Two roads diverged in a wood, and I –
I took the road less traveled by,
And that has made all the difference.

Wednesday, July 07, 2010

10 Fun Facts about Grover Cleveland

Grover Cleveland, the 22nd and 24th President of the United States

1. Cleveland is the only president in U.S. history to serve two non-consecutive terms in the White House. He served from 1884 to 1888, then again from 1892 to 1896.

2. Cleveland was the only Democrat elected president during the era of Republican domination that lasted more than 50 years, from 1860 to 1912.

3. Cleveland lost his re-election bid in 1888 to Benjamin Harrison, a grandson of former president William Henry Harrison. However, like Al Gore in 2000, Cleveland won the popular vote, but lost the electoral vote. Also like the 2000 election, there were numerous accusations of fraud, and many historians believe that Cleveland actually won the electoral vote as well.

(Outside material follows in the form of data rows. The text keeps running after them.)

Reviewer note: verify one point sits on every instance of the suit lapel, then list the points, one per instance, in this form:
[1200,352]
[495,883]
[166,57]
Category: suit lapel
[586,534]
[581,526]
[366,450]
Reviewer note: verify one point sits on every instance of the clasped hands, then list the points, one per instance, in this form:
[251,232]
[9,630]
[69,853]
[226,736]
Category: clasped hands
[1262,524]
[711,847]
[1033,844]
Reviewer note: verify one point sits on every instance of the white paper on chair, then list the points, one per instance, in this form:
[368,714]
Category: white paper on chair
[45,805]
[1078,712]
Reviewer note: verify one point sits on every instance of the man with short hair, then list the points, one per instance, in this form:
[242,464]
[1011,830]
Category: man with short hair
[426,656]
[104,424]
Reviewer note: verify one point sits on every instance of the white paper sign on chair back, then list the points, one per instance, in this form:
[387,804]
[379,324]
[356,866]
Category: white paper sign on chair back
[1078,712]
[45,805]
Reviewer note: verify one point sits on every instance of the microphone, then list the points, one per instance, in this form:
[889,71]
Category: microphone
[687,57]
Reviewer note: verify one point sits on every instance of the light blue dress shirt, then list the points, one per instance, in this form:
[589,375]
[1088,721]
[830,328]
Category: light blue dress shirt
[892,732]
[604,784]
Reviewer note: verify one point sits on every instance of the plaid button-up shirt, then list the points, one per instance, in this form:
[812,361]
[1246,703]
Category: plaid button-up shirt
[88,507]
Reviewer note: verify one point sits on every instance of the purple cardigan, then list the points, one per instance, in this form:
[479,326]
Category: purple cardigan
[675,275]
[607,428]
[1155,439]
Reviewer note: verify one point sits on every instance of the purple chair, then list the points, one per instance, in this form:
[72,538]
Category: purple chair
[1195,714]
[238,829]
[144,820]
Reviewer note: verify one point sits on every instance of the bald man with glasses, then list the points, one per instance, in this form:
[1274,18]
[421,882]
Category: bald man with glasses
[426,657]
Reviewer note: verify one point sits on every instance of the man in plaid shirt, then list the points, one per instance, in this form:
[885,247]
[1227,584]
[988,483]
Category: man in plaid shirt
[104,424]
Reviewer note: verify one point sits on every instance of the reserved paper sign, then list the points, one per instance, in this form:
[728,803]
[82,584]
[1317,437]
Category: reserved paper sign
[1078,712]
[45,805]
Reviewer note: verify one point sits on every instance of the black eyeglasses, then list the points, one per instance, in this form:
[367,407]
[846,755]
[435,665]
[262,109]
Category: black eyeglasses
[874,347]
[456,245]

In any case, this makes Cleveland one of only three men to win the popular vote in three presidential elections. Franklin Roosevelt, of course, won four, and Andrew Jackson won three, but lost the electoral vote in the first one (1824).

4. In 1892, Cleveland again faced the now incumbent Benjamin Harrison. This was the only time in American history that both major parties put forth either a sitting or a former American president. Despite narrowly losing four years earlier, Cleveland defeated Harrison the second time around by a landslide.

5. In that same election year of 1892, neither candidate actively campaigned. The reason for this is because Harrison's wife was dying of tuberculosis, and he wanted to be by her side. Out of respect for Mrs. Harrison, Cleveland opted not to campaign as well.

6. Cleveland came into his first term in office as a bachelor, only the third time that had ever happened (John Tyler, the first bachelor president, was actually a widower). Cleveland married during his first term, becoming the first president to get married inside the White House (Tyler had remarried while president, but not in a White House ceremony). The other bachelor, James Buchanan, never married. Later, Woodrow Wilson's wife would die during his second year as president, and he would remarry the following year.

7. Cleveland's marriage caused a minor scandal at the time, because his wife was nearly 30 years younger than he was. This, by itself, was not terribly sensational given the time period, but what made the union somewhat scandalous was that his young wife had been the daughter of one of his best friends. This friend had died some years earlier, and had named Cleveland as his daughter's financial protector. He had not exactly raised the girl, but he had been her godparent. It is not unlike when Woody Allen married the adopted daughter of one of his former partners. The only difference is that this wasn't a Hollywood director, but the president of the United States.

8. Because his wife was so young, the Clevelands began having children following their marriage. Their first child, Ruth, was born in between Cleveland's two terms, and made a national sensation. She was a sickly child, however, and died in 1904 at the age of 12. In 1921, the Curtiss Candy Company changed the name of its candy bar "Kandy Kake" to "Baby Ruth," ostensibly in honor of Ruth's memory. However, this happened during the rise of Babe Ruth in Major League Baseball, and it is likely that the name change was an effort to capitalize on Babe Ruth's fame, with a cover story about Ruth Cleveland to keep the company from being sued for royalties. In fact, another candy company marketed a true Babe Ruth candy bar, with Babe Ruth's approval, and was successfully sued by Curtiss and forced to stop production because of the similarity in names.

9. The beginning of Cleveland's second term coincided with what historians call the Panic of 1893 - a major economic recession. Cleveland was not able to effectively turn this recession around, leading to another sixteen years of Republican domination of the presidency after his term ended.

10. Cleveland and his wife continued to have children after he left the White House in 1896. In 1903, Mrs. Cleveland gave birth to their fifth and final child, Frances. Grover Cleveland was in his mid-60's by this time. Frances went on to live more than 90 years, and only just died in 1995.